The single most dangerous failure mode in webhook handling is the timeout-induced duplicate. Your handler receives the event, does the real work — charges the card, ships the order — and then takes a beat too long to respond. The provider's timeout fires (often 5 to 15 seconds; Shopify is stricter still at a 1-second connection timeout and a 5-second full-request timeout), it concludes delivery failed, and it retries an operation that already completed. The duplicate is born not from a network problem but from your own slowness.

The fix is counter-intuitive for anyone trained on synchronous HTTP: do not do the work in the request. Verify the signature, deduplicate on the event ID, persist the raw event to a durable queue, and return 200 or 202 immediately. Then process asynchronously from the queue. This decoupling is what lets a system absorb thousands of events per second; a well-built ingestion gateway can keep added latency under a few seconds for the overwhelming majority of events while doing all of this.

Once you adopt accept-then-queue, the other layers slot in cleanly. Signature verification happens at the edge before anything is enqueued. Idempotency is checked against the dedup store before the work runs. Failed processing increments a retry count and eventually lands in the DLQ. Each concern lives in one place. This is the same reliability layer that makes any event-driven integration production-safe — the kind of architecture we build into custom web and application development engagements and reuse when wiring real-time triggers in CRM automation workflows. If you are evaluating a build-versus-buy decision for the ingestion layer itself, our total-cost-of-ownership analysis for workflow automation walks through where webhook reliability lands on the ledger.

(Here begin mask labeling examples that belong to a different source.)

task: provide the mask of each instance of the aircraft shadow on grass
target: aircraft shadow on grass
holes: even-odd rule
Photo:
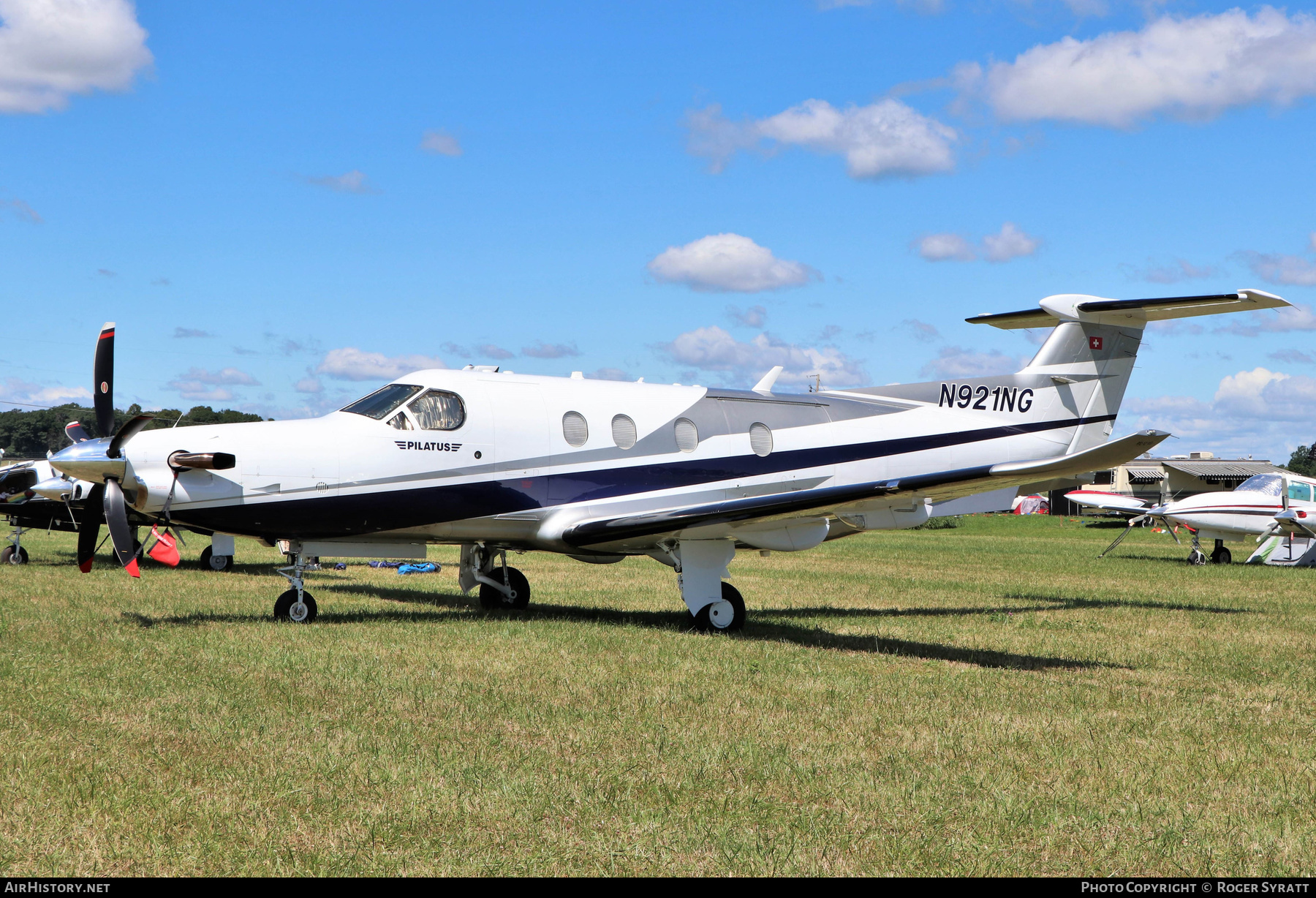
[[[411,589],[375,586],[365,583],[322,583],[320,593],[355,594],[390,602],[403,602],[412,606],[429,606],[426,610],[380,610],[380,611],[325,611],[316,618],[316,625],[362,624],[362,623],[447,623],[453,612],[468,611],[476,607],[471,596],[453,593],[417,593]],[[975,649],[941,643],[920,643],[892,639],[887,636],[863,636],[836,633],[817,627],[800,627],[780,623],[780,618],[895,618],[895,616],[949,616],[949,615],[995,615],[1025,614],[1034,611],[1066,611],[1080,608],[1150,608],[1157,611],[1204,611],[1212,614],[1242,614],[1246,610],[1195,606],[1162,602],[1119,602],[1104,599],[1079,599],[1071,596],[1009,595],[1005,598],[1030,600],[1032,606],[963,607],[963,608],[836,608],[808,607],[762,610],[761,616],[746,625],[736,639],[763,641],[784,641],[809,648],[840,649],[846,652],[870,652],[876,654],[898,654],[904,657],[928,658],[936,661],[957,661],[980,668],[1005,668],[1012,670],[1046,669],[1090,669],[1119,668],[1129,665],[1109,661],[1084,661],[1079,658],[1051,657],[999,652],[995,649]],[[688,631],[690,616],[684,611],[625,611],[613,608],[587,608],[565,604],[532,604],[525,611],[494,611],[490,615],[519,618],[522,620],[569,620],[574,623],[596,623],[609,625],[649,627],[654,629]],[[124,612],[122,616],[139,627],[154,625],[201,625],[209,623],[272,623],[266,615],[193,612],[188,615],[151,618],[137,612]],[[701,636],[701,639],[707,639]]]

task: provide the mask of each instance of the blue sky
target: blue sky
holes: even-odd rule
[[[1316,440],[1316,21],[1117,0],[0,0],[0,406],[276,417],[418,366],[803,388],[1016,370],[963,323],[1259,287],[1121,431]]]

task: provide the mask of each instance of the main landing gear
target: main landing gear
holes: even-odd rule
[[[1198,535],[1192,535],[1192,552],[1188,553],[1190,565],[1204,565],[1209,561],[1213,565],[1228,565],[1233,562],[1233,553],[1225,548],[1224,540],[1216,540],[1215,548],[1211,550],[1211,557],[1202,550],[1202,544],[1198,541]]]
[[[520,611],[530,604],[530,581],[507,566],[507,549],[490,550],[479,542],[467,542],[462,545],[458,570],[463,593],[480,587],[480,607],[486,611]]]
[[[28,564],[28,550],[22,548],[22,527],[14,527],[13,533],[9,535],[9,542],[0,549],[0,565],[25,565]]]
[[[318,568],[320,560],[304,554],[295,554],[291,558],[292,564],[287,568],[280,568],[279,573],[288,578],[292,589],[280,595],[278,602],[274,603],[274,619],[291,620],[295,624],[309,624],[320,614],[320,608],[316,606],[315,596],[305,590],[304,574],[311,568]]]
[[[732,540],[662,542],[649,554],[676,569],[680,598],[690,608],[695,629],[733,633],[745,627],[745,599],[738,589],[722,579],[730,575],[726,565],[736,557]]]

Stripe states plainly that it does not guarantee events arrive in the order they were generated. A customer.subscription.updated can land before the createdthat logically preceded it. Building state machines that assume ordered arrival is a quiet recipe for corrupted state. The robust pattern is to treat each webhook as a trigger, not a source of truth: on receipt, fetch the object's current state from the provider's API and act on that, rather than trusting the event payload to reflect the latest reality. The same reliability layer underpins event-driven tools we have written about elsewhere — the inbound deliveries in our Slack event-subscriptions tutorial and the dispatch path in our MCP server TypeScript walkthrough both depend on exactly these idempotency and retry guarantees.

Looking ahead, the standards layer is slowly converging even as provider conventions stay fragmented. The CNCF's CloudEvents specification — version 1.0.2, released in 2022 and graduated as a CNCF project on January 25, 2024 — defines a common event envelope with fields such as id, source, type, time, and datacontenttype, and is adopted across Amazon EventBridge, Azure Event Grid, Google Cloud Eventarc, and Knative. That id field is, conveniently, the same stable identifier your dedup layer wants. As CloudEvents adoption widens, the per-provider header babel should narrow — though pragmatically, expect to keep a provider matrix for years yet.